On Jan. 6, 1992, the hired killer stabbed Naimat to death as he left his office. Anam, who was 11 at the time, blamed all Muslims for her uncle’s death.
After graduating from school, Anam began looking for a job to help support her family. Pakistani Christians often struggle financially because of limited job and educational opportunities, and the only job Anam could find was at a travel agency owned by a Muslim man. Although she needed the job, she quit on her first day of work when the owner tried to molest her. Anam’s opinion of Muslims was reconfirmed.
“I came to know many things about persecution and blasphemy, and how Pakistani Christians bear this cross,” she said. After months of unemployment, Anam was hired as an office manager for a group assisting persecuted Christians. The new job fulfilled her desire to do something to help persecuted believers in Pakistan.

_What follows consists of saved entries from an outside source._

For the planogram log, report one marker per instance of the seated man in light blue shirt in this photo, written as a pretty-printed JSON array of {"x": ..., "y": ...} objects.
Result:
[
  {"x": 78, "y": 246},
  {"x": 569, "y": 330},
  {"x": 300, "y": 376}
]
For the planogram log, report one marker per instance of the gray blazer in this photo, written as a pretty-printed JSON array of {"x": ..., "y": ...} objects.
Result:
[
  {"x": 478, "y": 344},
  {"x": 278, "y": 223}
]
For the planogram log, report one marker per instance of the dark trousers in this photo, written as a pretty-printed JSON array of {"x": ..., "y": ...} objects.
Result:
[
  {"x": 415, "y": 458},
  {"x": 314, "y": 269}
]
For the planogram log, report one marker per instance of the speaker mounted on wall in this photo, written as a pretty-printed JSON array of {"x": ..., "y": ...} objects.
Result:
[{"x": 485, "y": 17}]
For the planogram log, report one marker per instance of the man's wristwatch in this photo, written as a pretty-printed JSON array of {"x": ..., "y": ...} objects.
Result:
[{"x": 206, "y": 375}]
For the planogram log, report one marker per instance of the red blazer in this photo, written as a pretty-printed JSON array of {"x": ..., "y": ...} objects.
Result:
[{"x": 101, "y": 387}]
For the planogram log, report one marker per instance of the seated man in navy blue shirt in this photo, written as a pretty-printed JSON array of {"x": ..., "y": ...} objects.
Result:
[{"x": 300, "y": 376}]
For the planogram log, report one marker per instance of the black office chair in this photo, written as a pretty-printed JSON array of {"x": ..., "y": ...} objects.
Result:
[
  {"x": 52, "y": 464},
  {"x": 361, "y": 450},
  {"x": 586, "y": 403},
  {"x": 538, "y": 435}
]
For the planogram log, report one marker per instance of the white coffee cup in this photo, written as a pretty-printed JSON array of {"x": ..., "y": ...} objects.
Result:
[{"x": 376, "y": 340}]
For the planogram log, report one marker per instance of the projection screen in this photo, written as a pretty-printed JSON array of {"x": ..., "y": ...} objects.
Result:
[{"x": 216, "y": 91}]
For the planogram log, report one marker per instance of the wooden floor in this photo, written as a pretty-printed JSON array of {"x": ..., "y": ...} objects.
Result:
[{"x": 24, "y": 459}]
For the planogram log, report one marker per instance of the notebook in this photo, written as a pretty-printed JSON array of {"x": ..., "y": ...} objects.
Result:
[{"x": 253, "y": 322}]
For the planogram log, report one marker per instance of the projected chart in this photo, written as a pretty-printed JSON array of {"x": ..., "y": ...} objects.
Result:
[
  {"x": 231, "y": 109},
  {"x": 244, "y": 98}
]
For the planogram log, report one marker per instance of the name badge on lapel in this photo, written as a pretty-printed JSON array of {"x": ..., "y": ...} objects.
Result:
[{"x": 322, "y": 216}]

Through her work with persecuted Christians, Anam also experienced a surprising change of heart toward Muslims. As she began to understand that persecution is to be expected by those who follow Christ, she stopped hating her persecutors. She stopped blaming every Muslim for her uncle’s death, replacing that resentment with passion for her work and a desire to see Muslims come to know Christ.
“I love my work,” she said, “although it’s sometimes like a little sparrow trying to extinguish a fire in the jungle with water in her beak. … I am like this sparrow.”
Anam has served persecuted believers for more than 16 years now, and her boss refers to her as the “face, eyes and ears” of the office. She recently got married, after resisting the idea for years because she feared that a husband would want her to stop working.
“Thanks to God, I found a good husband who never stops me from my passion,” she said. “Working for the persecuted church is not my job, it’s my passion. I always remember this verse: ‘Whatever you do, work at it with all your heart, as working for the Lord, not for human masters [Colossians 3:23].’”
One of Anam’s co-workers, Rania, also has faced many hardships as a Christian in Pakistan, despite her young age. Her father, who was continually harassed by Muslim co-workers, died of a heart attack when Rania was 4 years old, leaving her mother to care for Rania and her six older siblings.
Although the family had the legal right to remain in their employer-provided housing for five years after the death of Rania’s father, their neighbors persuaded management to evict them. They were opposed to the Sunday school class that met in Rania’s home each week.
After the family resettled in another small home, their Muslim neighbors again began to harass them because of their weekly prayer meetings. Then, on the night of April 23, 2007, someone set fire to their home. They escaped alive but lost everything — birth certificates, ID cards, her older brother’s thesis research and Rania’s school uniform.
During the next few years, two of her older siblings completed requirements for their bachelor’s degrees, but they were refused diplomas because they were Christians.
Today, Rania works as a bookkeeper in the office with Anam. “I understand their mission,” she said of the Christian organization. “I cannot express my feeling in words of how happy I am to be serving here.”
These two women have endured difficult circumstances because of their Christian identity. But instead of remaining filled with hate, they are being transformed by Christ. Today they can truthfully say they love Muslims.
Because of their personal experiences, they are deeply empathetic toward the believers who come through their doors. Many are at the lowest points of their lives, having suffered traumatic attacks and lost homes or loved ones.
Like many others who serve their persecuted brothers and sisters, Anam and Rania are allowing the Lord to use the “bad” things in their lives for His eternal glory.